Publisher: Springer Science & Business Media
ISBN: 3642350887
Category : Science
Languages : en
Pages : 736
Book Description
This book contains the most recent progress in data assimilation in meteorology, oceanography and hydrology including land surface. It spans both theoretical and applicative aspects with various methodologies such as variational, Kalman filter, ensemble, Monte Carlo and artificial intelligence methods. Besides data assimilation, other important topics are also covered including targeting observation, sensitivity analysis, and parameter estimation. The book will be useful to individual researchers as well as graduate students for a reference in the field of data assimilation.
Ocean Weather Forecasting
Author: Eric P. Chassignet
Publisher: Springer Science & Business Media
ISBN: 9781402039812
Category : Science
Languages : en
Pages : 600
Book Description
This volume covers a wide range of topics and summarizes our present knowledge in ocean modeling, ocean observing systems, and data assimilation. The Global Ocean Data Assimilation Experiment (GODAE) provides a framework for these efforts: a global system of observations, communications, modeling, and assimilation that will deliver regular, comprehensive information on the state of the oceans, engendering wide utility and availability for maximum benefit to the community.

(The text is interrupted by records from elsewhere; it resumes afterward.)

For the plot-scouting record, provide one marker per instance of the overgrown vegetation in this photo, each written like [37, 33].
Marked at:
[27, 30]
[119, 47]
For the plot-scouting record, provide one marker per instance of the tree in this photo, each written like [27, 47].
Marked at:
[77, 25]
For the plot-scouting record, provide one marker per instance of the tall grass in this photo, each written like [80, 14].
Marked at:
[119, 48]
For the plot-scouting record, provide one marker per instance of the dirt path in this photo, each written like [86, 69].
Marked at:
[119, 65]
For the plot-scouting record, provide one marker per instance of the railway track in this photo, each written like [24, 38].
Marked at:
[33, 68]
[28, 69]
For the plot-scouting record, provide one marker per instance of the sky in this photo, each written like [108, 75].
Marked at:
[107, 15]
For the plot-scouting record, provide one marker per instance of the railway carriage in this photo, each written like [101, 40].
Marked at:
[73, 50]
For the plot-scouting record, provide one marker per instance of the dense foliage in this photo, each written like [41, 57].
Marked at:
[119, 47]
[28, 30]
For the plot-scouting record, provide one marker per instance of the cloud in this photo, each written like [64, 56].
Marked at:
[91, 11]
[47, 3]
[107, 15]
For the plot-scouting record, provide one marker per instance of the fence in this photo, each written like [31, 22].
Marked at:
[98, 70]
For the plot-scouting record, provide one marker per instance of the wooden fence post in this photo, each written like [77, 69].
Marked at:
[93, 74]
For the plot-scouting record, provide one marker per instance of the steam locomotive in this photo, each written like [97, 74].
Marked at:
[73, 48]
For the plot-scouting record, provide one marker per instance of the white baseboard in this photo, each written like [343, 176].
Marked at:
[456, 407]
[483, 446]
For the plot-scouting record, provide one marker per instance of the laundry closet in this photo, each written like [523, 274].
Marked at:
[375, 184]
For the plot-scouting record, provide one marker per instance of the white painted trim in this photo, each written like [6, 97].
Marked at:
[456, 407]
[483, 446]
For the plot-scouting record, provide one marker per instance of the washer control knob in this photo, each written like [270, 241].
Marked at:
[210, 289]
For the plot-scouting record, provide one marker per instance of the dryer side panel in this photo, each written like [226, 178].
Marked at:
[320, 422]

Publisher: Springer Science & Business Media
ISBN: 9781402039812
Category : Science
Languages : en
Pages : 600
Book Description
This volume covers a wide range of topics and summarizes our present knowledge in ocean modeling, ocean observing systems, and data assimilation. The Global Ocean Data Assimilation Experiment (GODAE) provides a framework for these efforts: a global system of observations, communications, modeling, and assimilation that will deliver regular, comprehensive information on the state of the oceans, engendering wide utility and availability for maximum benefit to the community.